Speech Enhancement Using PCA and Variance of the Reconstruction Error Model Identification
Amin Haji Abolhassani, INRS-Energie-Materiaux-Telecommunications, Montreal, Canada
Sid-Ahmed Selouani, Universite de Moncton, Campus de Shippagan, Canada
Douglas O'Shaughnessy, INRS-Energie-Materiaux-Telecommunications, Montreal, Canada
Mohamed-Faouzi Harkat, Universite Badji Mokhtar, Faculte des Sciences de l'Ingenieur, Annaba, Algerie
We present in this paper a subspace approach for enhancing a noisy speech signal. The original algorithm for model identification from which we have derived our method has been used in the field of fault detection and diagnosis. This algorithm is based on principal component analysis in which the optimal subspace selection is provided by a variance of the reconstruction error (VRE) criterion. This choice overcomes many limitations encountered with other selection criteria, like overestimation of the signal subspace or the need for empirical parameters. We have also extended our subspace algorithm to take into account the case of colored and babble noise. The performance evaluation, which is made on the Aurora database shows that our method provides a higher noise reduction and a lower signal distortion than existing enhancement methods. Our algorithm succeeds in enhancing the noisy speech in all noisy conditions without introducing artifacts such as "musical noise".

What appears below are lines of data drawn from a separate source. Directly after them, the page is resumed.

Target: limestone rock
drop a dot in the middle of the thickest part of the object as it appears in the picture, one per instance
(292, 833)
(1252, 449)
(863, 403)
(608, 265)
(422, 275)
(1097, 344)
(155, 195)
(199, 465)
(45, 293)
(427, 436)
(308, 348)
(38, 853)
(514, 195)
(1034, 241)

Speech Reinforcement based on Partial Specific Loudness
Jong Won Shin, School of Electrical Engineering and INMC, Seoul National University, Seoul, Korea
Woohyung Lim, School of Electrical Engineering and INMC, Seoul National University, Seoul, Korea
Junesig Sung, School of Electrical Engineering and INMC, Seoul National University, Seoul, Korea
Nam Soo Kim, School of Electrical Engineering and INMC, Seoul National University, Seoul, Korea
In the presence of background noise, the perceptual loudness of speech signal significantly decreases resulting in the deterioration of intelligibility and clarity. In this paper, we propose a novel approach to enhance the quality of speech signal when the additive noise cannot be directly controlled. Specifically, we propose an approach which reinforces the speech signal so that the partial loudness in each band can be maintained to the level almost the same to that measured without the effect of background noise. To find a suitable reinforcement rule, the loudness perception model proposed by Moore et al.  is adopted. Experimental results show that the loudness of the original noise-free speech can be restored by the proposed reinforcement algorithm and the proposed algorithm can enhance the perceived quality of speech signal under various noise environments.